Activity kits will be deployed across the U.S. to introduce museum visitors to CELL-MET research, while enhancing the capacity of science museums to educate their audiences about how engineering can solve real-world challenges. Through the creation of physical activities as well as professional development trainings for museum educators, science museums across the United States will be better equipped to communicate engineering concepts with diverse audiences. Faculty and staff from Boston University (BU), University of Michigan (UM), Florida International University (FIU) will work closely with museum educators from Museum of Science in Boston, University of Michigan Natural History Museum, FROST Science Museum in Miami and the Museum of Discovery and Science in Fort Lauderdale, to create culturally relevant and inclusive engineering activity kits that will be distributed to science museums across the U.S.
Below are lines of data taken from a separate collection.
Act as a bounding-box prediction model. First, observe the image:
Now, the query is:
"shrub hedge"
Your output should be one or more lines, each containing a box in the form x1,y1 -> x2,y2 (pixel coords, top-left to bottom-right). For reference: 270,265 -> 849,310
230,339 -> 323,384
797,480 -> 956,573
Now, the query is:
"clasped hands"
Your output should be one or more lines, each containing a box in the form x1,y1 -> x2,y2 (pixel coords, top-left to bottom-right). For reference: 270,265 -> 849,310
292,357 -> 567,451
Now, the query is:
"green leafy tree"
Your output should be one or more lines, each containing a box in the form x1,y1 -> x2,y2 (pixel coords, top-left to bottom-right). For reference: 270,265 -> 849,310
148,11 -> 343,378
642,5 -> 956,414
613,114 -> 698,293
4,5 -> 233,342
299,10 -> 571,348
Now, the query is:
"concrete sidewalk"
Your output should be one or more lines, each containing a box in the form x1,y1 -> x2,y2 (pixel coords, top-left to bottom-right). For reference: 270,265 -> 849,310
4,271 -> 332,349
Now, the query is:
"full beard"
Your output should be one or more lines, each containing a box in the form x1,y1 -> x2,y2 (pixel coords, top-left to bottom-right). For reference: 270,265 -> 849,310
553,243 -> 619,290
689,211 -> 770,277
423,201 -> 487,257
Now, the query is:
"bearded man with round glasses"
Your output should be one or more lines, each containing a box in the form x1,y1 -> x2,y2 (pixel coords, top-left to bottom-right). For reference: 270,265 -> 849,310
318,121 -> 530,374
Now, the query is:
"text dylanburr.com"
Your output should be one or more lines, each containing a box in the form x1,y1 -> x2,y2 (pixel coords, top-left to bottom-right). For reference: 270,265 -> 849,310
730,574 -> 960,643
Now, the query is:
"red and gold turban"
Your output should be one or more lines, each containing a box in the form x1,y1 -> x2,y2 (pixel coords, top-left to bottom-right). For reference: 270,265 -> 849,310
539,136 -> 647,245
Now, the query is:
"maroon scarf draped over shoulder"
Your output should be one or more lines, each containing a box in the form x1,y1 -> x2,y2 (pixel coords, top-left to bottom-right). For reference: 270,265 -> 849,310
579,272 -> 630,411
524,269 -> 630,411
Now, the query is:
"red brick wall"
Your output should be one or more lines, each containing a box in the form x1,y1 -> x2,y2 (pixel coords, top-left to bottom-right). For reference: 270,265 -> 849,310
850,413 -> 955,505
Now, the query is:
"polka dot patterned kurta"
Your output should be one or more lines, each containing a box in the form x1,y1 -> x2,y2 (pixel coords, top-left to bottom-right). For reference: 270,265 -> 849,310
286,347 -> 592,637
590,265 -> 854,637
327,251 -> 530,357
This project seeks to merge several models of learning to create a unique approach to engaging multiple generations of students in STEM identity development while exposing a broad and diverse audience to engineering. Considered in the project design, the leadership team intends that the outcomes and the project model could be shared broadly. Further, there will be measurable results at the university-level and in science museums across the United States.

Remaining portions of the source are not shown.